The hydrogen economy is coming. Expect to see large-scale mobilisation of investment into solar and wind power, which could be transformed into hydrogen to plug the country’s energy deficit and boost export revenues. SA could become a world leader in the coming hydrogen economy, with President Cyril Ramaphosa throwing his weight behind the Green Hydrogen National Programme. The potential here is huge – and not particularly tied to Eskom’s waning fortunes. This would require substantial investment in renewable energy, sufficient to produce between 140 GW and 300 GW, which dwarfs the 1 GW of wind and solar procured since 2011.
Nuclear won’t go into that dark night. Though SA has coign of vantage on nuclear energy production in Africa, much of the skills and engineering capacity have been squandered due to political meddling and special interest groups opposed to nuclear for whatever reason, some of them ill-informed. There was a time when SA was the world leader in small-scale modular reactors, but while we dithered, the Americans have overtaken us. Even in Africa, we are left stranded as the US State Department and Japan last year announced a partnership with Ghana for the deployment of small-scale modular reactors. Our advantage in nuclear is being frittered away by sometimes dubious interests pushing their own agendas. Meanwhile, the Koreans – the world’s best at building large-scale nuclear plants – are itching to get into the SA market. Nuclear, because it is reliable and cheap to produce (not to build), is very much part of SA’s future energy mix.
Oil companies will continue to exit the local market in pursuit of decarbonisation mandates. We expect to see further exits from fossil fuel by oil majors – mainly the sale of retail and logistics operations. Glencore, which bought Caltex’s refinery and rebranded it Astron, says it will revive its refining capacity in Cape Town. Shell and BP have shuttered their refining operations, replacing them with costly fuel imports which are not reflected in the current pump prices. The current fuel price should be 5% higher if the petroleum products pricing mechanism has symmetrical pass-through to end consumers.
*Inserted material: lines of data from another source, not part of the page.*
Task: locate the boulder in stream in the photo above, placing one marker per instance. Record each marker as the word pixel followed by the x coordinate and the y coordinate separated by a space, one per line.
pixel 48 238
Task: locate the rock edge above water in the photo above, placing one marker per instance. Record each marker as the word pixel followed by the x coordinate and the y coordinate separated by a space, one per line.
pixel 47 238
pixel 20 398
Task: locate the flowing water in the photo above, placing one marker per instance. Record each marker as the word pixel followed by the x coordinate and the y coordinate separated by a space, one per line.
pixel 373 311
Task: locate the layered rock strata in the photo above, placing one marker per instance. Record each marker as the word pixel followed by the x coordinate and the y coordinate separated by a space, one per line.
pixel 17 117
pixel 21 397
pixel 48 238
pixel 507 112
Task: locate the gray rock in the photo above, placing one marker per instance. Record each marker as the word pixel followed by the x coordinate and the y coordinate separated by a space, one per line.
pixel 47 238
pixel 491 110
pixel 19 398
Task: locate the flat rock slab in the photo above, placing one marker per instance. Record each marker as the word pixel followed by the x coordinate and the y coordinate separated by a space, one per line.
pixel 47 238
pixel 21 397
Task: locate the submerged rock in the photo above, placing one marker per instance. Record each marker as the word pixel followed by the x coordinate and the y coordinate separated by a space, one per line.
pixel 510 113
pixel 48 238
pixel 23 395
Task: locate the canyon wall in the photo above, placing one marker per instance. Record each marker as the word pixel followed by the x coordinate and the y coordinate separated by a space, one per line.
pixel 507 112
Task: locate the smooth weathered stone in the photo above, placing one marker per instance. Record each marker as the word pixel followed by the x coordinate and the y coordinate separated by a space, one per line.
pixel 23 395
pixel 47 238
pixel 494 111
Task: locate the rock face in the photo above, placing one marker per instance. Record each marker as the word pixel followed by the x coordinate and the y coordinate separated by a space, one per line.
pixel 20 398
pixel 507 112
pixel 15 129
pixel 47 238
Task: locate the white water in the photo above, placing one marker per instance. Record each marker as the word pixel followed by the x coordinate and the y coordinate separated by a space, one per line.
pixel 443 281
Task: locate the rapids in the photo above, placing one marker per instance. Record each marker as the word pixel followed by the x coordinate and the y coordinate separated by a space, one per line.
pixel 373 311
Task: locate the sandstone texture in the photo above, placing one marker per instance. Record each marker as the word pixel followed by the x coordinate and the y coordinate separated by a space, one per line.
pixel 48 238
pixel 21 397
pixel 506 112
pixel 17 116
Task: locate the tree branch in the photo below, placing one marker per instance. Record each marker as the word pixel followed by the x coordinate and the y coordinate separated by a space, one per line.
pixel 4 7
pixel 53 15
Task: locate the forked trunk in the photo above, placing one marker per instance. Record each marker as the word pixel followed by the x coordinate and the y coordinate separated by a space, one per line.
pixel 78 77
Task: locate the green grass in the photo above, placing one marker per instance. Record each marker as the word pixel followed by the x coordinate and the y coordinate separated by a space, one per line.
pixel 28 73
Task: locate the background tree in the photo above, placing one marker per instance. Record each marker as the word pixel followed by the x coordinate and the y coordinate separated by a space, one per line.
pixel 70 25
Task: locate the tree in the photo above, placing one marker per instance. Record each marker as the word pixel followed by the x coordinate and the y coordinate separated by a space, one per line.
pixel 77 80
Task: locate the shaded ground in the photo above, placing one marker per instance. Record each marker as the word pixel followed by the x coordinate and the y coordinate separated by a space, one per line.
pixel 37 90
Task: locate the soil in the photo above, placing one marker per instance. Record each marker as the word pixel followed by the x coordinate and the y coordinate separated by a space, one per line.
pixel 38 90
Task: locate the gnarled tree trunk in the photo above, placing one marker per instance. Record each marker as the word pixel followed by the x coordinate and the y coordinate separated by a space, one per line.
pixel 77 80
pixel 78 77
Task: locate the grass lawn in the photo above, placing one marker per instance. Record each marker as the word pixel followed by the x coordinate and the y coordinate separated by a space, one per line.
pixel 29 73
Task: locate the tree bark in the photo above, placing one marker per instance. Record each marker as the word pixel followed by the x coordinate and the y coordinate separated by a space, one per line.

Prices have been forced higher due to the war in Ukraine, but still do not reflect actual market realities. There are two refineries operating in SA where there were previously six. Only Natref (owned by Total and Sasol) and Secunda, which produces fuel from coal, remain of the original six refineries. The reason for the decline in national refining capacity seems to reflect lack of support for investments required to produce cleaner fuels with lower sulphur content. That required huge investments by the oil majors, but the government equivocated and delayed introducing regulations to give effect to this reality.
Energy professionals will take their skills elsewhere. We’ve already seen this trend over the last three to five years. Many South African colleagues have moved to markets like Nigeria and Dubai, and we appear to have lost this skill set for the foreseeable future. The oil and gas labour market attrition is catastrophic for the country, and will not easily be replaced. Most are moving to markets with large fossil-based economies. An example is the commissioning of the Dangote Refinery in Nigeria in early 2023, which has absorbed many of our very best skills. One ray of light out of all this is the proliferation of black-owned and run petroleum businesses that have bought up the portfolio assets of the disinvesting oil majors.